Ustadz Adikku Jodohku

Ustadz Adikku Jodohku
Bab 118 - Apa dia keponakan saya?


__ADS_3

Malam hari di kediaman Pratama tampak seluruh anggota keluarga itu berkumpul di ruang keluarga dan termasuk juga dengan Alexa yang juga berkumpul setelah mereka semua selesai makan malam. Dan Alexa yang melihat seluruh anggota keluarganya sudah berkumpul ini pun menggunakan kesempatan itu untuk memberitahu mereka semua mengenai tes DNA yang telah ia lakukan bersama dengan Nissa dan tante Raisa terhadap suaminya dan Devin. Karena atas kecurigaan Nissa yang selama ini.

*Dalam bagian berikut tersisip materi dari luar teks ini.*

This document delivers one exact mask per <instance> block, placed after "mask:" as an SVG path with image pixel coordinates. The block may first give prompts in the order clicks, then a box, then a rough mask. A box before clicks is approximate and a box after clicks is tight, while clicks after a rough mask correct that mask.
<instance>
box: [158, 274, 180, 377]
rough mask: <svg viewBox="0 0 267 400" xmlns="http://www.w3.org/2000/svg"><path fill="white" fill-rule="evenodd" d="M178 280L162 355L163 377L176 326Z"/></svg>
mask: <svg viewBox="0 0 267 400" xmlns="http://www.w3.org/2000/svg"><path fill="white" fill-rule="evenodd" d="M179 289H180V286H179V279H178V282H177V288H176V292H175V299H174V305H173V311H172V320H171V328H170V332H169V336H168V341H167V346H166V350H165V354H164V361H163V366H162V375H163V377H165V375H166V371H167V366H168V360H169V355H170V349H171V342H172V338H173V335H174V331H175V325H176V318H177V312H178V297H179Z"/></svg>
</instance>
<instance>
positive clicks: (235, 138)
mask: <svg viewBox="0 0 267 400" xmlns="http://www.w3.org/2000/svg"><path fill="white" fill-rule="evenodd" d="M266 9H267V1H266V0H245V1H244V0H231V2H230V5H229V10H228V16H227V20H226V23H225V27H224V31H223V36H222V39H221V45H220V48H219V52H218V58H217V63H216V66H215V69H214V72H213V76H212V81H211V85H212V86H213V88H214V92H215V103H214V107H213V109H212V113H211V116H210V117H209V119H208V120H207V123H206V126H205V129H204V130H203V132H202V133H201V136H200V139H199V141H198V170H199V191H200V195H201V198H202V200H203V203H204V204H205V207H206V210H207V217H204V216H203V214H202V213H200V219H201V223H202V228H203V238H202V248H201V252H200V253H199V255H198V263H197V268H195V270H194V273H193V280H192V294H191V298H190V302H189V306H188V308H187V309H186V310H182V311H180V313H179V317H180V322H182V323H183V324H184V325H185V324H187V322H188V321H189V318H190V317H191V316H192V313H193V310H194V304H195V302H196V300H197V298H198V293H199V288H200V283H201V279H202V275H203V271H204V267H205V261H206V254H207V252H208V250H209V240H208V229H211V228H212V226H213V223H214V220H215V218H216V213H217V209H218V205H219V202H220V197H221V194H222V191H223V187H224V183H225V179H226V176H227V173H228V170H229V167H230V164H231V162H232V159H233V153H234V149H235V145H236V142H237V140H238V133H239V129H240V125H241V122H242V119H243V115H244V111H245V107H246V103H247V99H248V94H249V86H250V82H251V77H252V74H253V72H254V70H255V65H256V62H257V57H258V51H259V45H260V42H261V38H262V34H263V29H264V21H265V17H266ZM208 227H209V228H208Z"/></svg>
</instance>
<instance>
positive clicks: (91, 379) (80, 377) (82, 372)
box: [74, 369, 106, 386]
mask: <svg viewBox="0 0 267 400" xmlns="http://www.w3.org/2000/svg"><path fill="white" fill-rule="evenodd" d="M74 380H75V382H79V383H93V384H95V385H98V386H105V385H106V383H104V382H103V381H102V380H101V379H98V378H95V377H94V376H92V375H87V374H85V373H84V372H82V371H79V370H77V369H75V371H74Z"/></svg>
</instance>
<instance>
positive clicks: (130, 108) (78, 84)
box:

“Om tante Abang dan semuanya, bolehkah lexa bicara. Karena lexa ingin menyampaikan sesuatu hal yang penting ke kalian semuanya.”Ucap Alexa menghentikan keluarganya yang lagi bicara itu. Ketika mereka yang dengar Alexa ingin bicara itu pun menghentikan pembicara mereka dan menoreh kearah Alexa yang duduk disebelah suaminya.


“Kamu ingin menyampaikan hal penting apa nak.”Bunda suci yang bertanya menatap Alexa.


“Iya sayang, kamu ingin menyampaikan hal penting apa ke kami semuanya, jangan bikin Abang dan lainnya bingung dong.”Tanya Marvin yang menatap sang istri.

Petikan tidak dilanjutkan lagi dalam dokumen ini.